The press release makes two points:
- That SIRI has sufficient cash to fund operations until it reaches break-even in 2007
- That the proceeds of this offering are being used to refinance high cost debt and for 'general corporate purposes'.
While at first it appears as if SIRI is refinancing its high cost debt, only $63M of the proceeds are being used to retire existing debt. Below is a list of SIRI's debt balances (book values shown). As shown
below, only a small portion of its debt is being refinanced.

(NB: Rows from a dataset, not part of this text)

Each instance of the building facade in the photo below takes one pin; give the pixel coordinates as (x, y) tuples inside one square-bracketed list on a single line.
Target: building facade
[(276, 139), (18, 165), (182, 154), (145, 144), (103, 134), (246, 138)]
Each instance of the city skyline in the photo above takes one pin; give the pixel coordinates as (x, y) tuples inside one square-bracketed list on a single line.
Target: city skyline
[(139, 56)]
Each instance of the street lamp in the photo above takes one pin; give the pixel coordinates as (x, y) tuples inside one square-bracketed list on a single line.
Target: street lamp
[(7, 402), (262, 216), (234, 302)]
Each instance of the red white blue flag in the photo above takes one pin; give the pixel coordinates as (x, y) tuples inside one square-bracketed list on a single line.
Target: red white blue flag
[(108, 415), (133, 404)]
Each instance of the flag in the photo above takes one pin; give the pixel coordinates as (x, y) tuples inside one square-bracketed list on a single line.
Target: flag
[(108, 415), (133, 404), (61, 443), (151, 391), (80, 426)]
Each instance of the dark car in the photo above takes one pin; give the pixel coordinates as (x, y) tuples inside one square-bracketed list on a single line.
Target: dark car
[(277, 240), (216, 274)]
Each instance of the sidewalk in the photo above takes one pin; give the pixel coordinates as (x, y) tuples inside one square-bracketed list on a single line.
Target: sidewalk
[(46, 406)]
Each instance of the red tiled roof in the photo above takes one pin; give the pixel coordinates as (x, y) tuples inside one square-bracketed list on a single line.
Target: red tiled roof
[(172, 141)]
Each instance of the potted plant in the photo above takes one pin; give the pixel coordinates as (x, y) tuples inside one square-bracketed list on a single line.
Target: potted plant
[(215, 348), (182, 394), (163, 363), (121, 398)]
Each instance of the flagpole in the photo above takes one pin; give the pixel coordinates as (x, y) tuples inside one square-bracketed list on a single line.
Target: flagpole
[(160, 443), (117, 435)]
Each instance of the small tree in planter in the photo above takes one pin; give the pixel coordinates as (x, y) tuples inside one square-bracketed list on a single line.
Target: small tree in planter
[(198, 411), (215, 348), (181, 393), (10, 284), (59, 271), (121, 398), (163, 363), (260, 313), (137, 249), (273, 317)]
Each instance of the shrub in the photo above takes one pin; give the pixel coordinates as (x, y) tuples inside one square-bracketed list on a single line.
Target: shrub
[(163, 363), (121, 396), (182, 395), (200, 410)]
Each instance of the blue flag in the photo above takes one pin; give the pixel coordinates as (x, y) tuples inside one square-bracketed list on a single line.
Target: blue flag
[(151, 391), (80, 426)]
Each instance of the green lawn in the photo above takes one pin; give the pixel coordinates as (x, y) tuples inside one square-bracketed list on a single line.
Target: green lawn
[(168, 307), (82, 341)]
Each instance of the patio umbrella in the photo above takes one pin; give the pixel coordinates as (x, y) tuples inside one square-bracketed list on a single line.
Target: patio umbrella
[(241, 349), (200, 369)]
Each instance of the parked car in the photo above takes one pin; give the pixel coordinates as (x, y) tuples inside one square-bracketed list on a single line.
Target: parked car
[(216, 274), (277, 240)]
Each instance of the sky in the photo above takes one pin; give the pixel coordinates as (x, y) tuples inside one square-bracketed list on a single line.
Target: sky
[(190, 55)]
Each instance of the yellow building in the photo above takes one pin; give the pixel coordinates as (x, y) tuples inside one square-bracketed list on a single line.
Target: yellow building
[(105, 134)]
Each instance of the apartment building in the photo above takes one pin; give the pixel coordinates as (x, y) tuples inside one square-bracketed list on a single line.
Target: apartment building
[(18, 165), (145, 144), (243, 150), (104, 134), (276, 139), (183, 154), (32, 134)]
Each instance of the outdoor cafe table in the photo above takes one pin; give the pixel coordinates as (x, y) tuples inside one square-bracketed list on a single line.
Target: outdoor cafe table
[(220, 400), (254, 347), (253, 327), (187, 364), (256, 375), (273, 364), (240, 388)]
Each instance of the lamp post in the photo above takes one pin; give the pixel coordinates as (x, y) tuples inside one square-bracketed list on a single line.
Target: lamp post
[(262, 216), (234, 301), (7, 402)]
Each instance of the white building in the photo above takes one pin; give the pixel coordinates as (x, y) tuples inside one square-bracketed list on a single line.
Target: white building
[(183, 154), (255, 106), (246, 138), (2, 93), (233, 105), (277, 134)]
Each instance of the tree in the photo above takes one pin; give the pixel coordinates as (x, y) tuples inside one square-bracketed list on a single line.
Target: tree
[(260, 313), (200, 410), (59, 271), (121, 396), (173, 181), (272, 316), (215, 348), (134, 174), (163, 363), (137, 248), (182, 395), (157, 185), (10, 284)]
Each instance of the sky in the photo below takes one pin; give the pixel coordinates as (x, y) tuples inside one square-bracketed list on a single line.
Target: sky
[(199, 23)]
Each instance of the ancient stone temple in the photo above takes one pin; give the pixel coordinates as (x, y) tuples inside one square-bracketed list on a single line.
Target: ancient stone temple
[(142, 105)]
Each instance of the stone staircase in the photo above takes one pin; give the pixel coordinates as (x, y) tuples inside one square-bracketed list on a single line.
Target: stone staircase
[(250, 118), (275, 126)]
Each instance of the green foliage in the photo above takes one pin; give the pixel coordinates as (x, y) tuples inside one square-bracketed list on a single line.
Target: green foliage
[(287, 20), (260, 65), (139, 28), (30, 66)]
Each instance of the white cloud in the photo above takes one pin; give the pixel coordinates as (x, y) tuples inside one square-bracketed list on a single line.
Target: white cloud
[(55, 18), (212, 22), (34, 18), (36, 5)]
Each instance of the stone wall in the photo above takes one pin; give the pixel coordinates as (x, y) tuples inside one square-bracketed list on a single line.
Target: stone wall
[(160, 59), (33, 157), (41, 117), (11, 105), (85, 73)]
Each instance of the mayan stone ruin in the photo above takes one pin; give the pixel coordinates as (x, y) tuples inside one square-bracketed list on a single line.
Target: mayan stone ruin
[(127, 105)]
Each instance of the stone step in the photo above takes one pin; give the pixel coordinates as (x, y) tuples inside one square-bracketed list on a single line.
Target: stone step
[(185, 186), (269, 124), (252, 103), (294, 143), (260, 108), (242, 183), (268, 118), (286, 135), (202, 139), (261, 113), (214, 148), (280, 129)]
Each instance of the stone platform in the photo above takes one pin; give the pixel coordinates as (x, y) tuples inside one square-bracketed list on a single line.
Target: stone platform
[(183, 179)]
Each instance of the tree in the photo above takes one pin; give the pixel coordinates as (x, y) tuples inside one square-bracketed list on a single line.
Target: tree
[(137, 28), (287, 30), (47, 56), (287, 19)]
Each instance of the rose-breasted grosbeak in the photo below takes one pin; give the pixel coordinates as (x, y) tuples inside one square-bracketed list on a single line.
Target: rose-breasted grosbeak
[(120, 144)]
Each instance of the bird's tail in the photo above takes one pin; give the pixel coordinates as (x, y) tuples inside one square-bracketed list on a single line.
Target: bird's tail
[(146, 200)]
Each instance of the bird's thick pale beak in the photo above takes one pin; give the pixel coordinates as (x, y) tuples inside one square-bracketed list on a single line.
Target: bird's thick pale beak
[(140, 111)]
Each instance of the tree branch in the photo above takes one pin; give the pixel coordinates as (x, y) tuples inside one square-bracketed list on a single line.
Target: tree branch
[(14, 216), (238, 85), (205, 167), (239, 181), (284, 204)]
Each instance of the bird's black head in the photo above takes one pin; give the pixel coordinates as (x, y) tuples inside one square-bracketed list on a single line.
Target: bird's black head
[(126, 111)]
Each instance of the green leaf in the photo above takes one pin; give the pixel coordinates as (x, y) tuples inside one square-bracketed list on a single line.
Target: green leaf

- 3.25% convertible notes due 2011: $230M
- 2.50% convertible notes due 2009: $300M
- 3.50% convertible notes due 2008: $67M
- 8.75% convertible subordinated notes: $2M
- 14.5% senior secured notes: $28M
- 15.0% senior secured notes: $29M
In fact, SIRI doesn't have much high cost debt left on its balance sheet after its restructuring in 2003. Here's a quote from SIRI's recently filed 10-K:
In 2003, we also restructured our debt and
equity capitalization, resulting in the elimination of 91% of our then
outstanding debt. The increase in overall liquidity and reduction of
the average interest rate on our outstanding debt from 12.6% prior to
the restructuring to 4.0% at December 31, 2004 has better positioned us
to meet our business plan.
A quick calculation reveal that SIRI is actually increasing its interest expense with this offering:
Current interest expense of debt being retired:
$28M of 14.5% debt: $4.06M
$29M of 15.0% debt: $4.35M
Total interest expense: $8.41M
New interest expense of debt being issued (assuming 4.0% interest rate):
$250M of 4.0% debt: $10.0M
Quick comments: Replacing high cost debt with lower cost debt is a great idea but this offering is all about funding SIRI's money losing operations. SIRI had negative free cash flow of 363M in 2004 and 306M in 2003. Despite SIRI's assertion that it can fund itself until break-even in 2007, the proceeds of this offering make a nice cushion...just in case it can't.